There is a great need in practical applications for analyzing and maintaining data collections where data consists of multiple fields with different but interrelated information. Existing models either cannot handle such multiple fields in the data or simply concatenate all the fields into one, but of which are ineffective. We extend our Bayesian vMF based clustering model to seamlessly handle multifield data representation for instances. Our model inherently leverages the correlation between the different fields while clustering the data which leads to improved clustering. We also extended our flat Bayesian multi-field vMF clustering model to be able to generate multiple field-specific hierarchies that shows the distributions of features in each field at various levels of granularity. The figure below shows the higher likelihood achieved by our hierarchical multifield model over the flat multifield model on the full citeseer dataset containing 716,772 documents and spanning research articles over a decade from 1994 to 2004. The x-axis denotes three different hierarchies with different branching factor and 3 levels deep.

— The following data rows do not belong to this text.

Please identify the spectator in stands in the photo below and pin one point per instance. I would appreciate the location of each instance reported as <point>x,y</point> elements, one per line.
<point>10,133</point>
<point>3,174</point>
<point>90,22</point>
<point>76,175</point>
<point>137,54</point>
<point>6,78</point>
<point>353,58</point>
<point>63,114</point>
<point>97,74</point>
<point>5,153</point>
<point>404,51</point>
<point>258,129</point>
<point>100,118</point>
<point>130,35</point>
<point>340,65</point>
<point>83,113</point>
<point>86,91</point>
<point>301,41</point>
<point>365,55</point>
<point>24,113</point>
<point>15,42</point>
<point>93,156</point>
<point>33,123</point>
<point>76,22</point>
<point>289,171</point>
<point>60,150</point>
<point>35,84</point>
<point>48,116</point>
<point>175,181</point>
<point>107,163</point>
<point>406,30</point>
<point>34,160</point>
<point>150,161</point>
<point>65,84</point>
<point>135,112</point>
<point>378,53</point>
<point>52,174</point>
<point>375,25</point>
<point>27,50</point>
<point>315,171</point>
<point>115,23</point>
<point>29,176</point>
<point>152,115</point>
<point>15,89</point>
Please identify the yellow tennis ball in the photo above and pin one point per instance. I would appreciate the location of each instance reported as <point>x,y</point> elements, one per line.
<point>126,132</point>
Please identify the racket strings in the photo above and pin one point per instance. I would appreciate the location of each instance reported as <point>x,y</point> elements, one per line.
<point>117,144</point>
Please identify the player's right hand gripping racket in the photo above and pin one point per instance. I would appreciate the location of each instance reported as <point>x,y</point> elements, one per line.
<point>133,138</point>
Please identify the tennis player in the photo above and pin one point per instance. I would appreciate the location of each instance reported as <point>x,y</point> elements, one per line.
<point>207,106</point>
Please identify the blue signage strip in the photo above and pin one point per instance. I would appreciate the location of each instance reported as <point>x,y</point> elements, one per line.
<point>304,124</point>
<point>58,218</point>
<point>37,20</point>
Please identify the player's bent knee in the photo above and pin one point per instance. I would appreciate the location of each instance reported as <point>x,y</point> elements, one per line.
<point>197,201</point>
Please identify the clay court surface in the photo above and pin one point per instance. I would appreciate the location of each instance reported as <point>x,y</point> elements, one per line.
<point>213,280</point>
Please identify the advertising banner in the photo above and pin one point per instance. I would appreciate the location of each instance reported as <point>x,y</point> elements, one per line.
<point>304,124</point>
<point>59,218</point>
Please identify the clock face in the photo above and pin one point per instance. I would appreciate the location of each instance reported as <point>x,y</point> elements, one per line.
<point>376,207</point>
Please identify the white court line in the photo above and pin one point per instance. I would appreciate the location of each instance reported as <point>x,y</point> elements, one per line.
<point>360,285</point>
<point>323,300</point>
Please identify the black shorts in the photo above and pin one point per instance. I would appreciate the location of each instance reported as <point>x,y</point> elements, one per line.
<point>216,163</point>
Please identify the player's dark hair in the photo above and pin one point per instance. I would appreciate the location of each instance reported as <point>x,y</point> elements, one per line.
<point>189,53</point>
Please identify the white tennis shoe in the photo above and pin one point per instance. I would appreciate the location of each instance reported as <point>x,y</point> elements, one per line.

A full multifield hierarchical browser of the entire citeseer corpus can be found here . Each node in the hierarchy branches of into 10 child nodes with higher granularity. The top representative features from each field are also shown.
We further enhanced the prediction power of our system by developing a novel graphbased transductive learning component, namely Transductive Learning over Product Graph (TOP), which simultaneously extracts multitype associations from different sources of data, maps heterogeneous types of objects and relations onto a unified product graph, and performs joint inference about topic labels of documents via transductive label propagation over the product graph. This approach is particularly effective in transductive learning scenario where labeled documents are very sparse and unlabeled documents are massively available, and when the manifold structures are highly informative but varying in different fields of cooccurrence data. In our experiments with a subset of DBLP publication records (34K users, 11K papers and 22 venues) and an Enzyme multisource dataset (445 compounds, 664 proteins), CGRL successfully scaled to the large crossgraph inference problem, and outperformed other representative approaches significantly (H Liu and Y Yang, ICML 2016).